Son of state senator will continue treatment and home detention

August 12, 1999|By Mary Gail Hare | Mary Gail Hare,SUN STAFF

A Carroll Circuit Court judge allowed yesterday Matthew Keith Haines, 35, to remain on home detention through Jan. 10, and ordered him to pay nearly $2,000 in restitution to two women whose cars he stole last year.

Haines, son of state Sen. Larry E. Haines, pleaded guilty in May to the thefts. On two occasions last fall, Matthew Haines took car keys from the purses of two women in restaurants.

"We will see where it goes from here," said Matthew Haines as he left the courthouse yesterday. "I am looking forward to a second chance."

Before sentencing, he addressed the court, saying, "I apologize to the victims, my family and friends."

Judge Luke K. Burns Jr. imposed the maximum five-year sentence for both offenses, but suspended incarceration in favor of home detention.

"What you did was really stupid and would not have happened unless alcohol was involved," Burns said. "You had to know you would be caught."

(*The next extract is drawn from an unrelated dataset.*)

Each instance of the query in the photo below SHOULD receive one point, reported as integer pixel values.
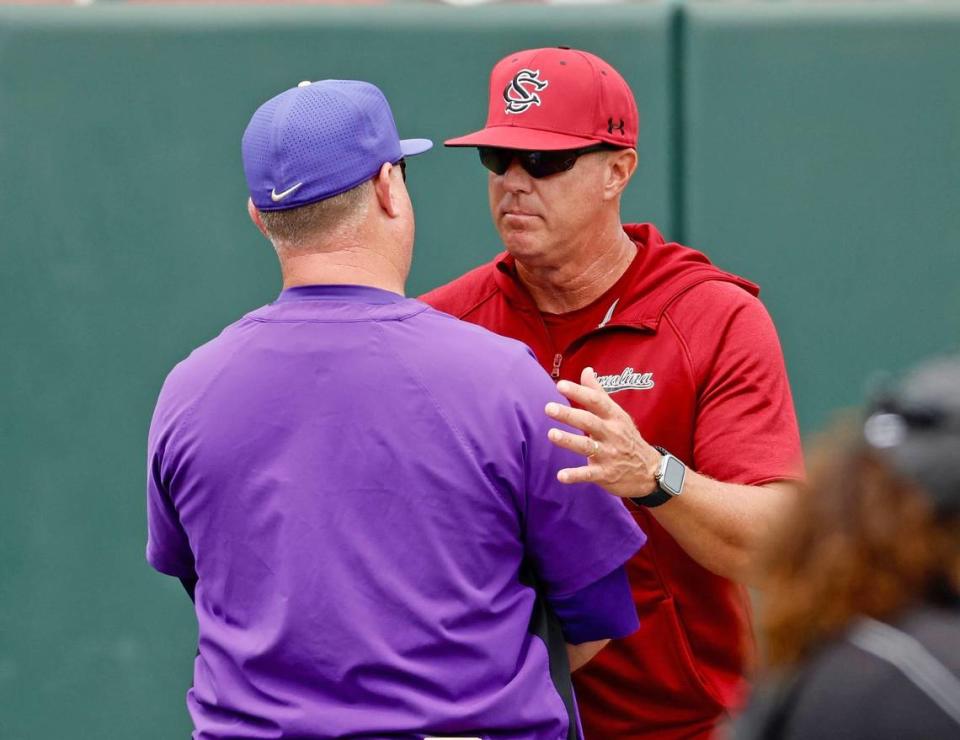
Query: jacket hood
(663, 272)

Haines, who has been confined to his home since December, will be allowed to go to work and to treatment sessions for alcoholism and depression. He spent about a month in jail after his arrest in November.

Timothy P. Schlauch, executive director of Alert, a private home-detention program, said at the hearing that Haines is monitored 24 hours a day and reports to him weekly. Haines has progressed, said Schlauch.

"He is more open and productive as a person," said Schlauch. "He knows he has to stay sober."

Tom Manus, program director of New Life Counseling Services, said Haines completed an intensive treatment program in June. "Matt is facing his problem, and realizes he was going nowhere by using alcohol and drugs," said Manus.

Howard County Deputy State's Attorney I. Matthew Campbell Jr. said Haines was motivated by the prospect of serious consequences for his crimes. He argued for some period of incarceration.

Burns said home detention has proven beneficial to Haines and added, "I am willing to give you the opportunity to continue with it."

When the home detention ends in January, Haines will be placed on probation for five years, the first two of which will be supervised. The judge ordered him to participate in Alcoholics Anonymous for 90 days and to continue psychiatric treatment.

"You look real good today, as opposed to Dec. 17," Burns said. "I don't want to see you in here again."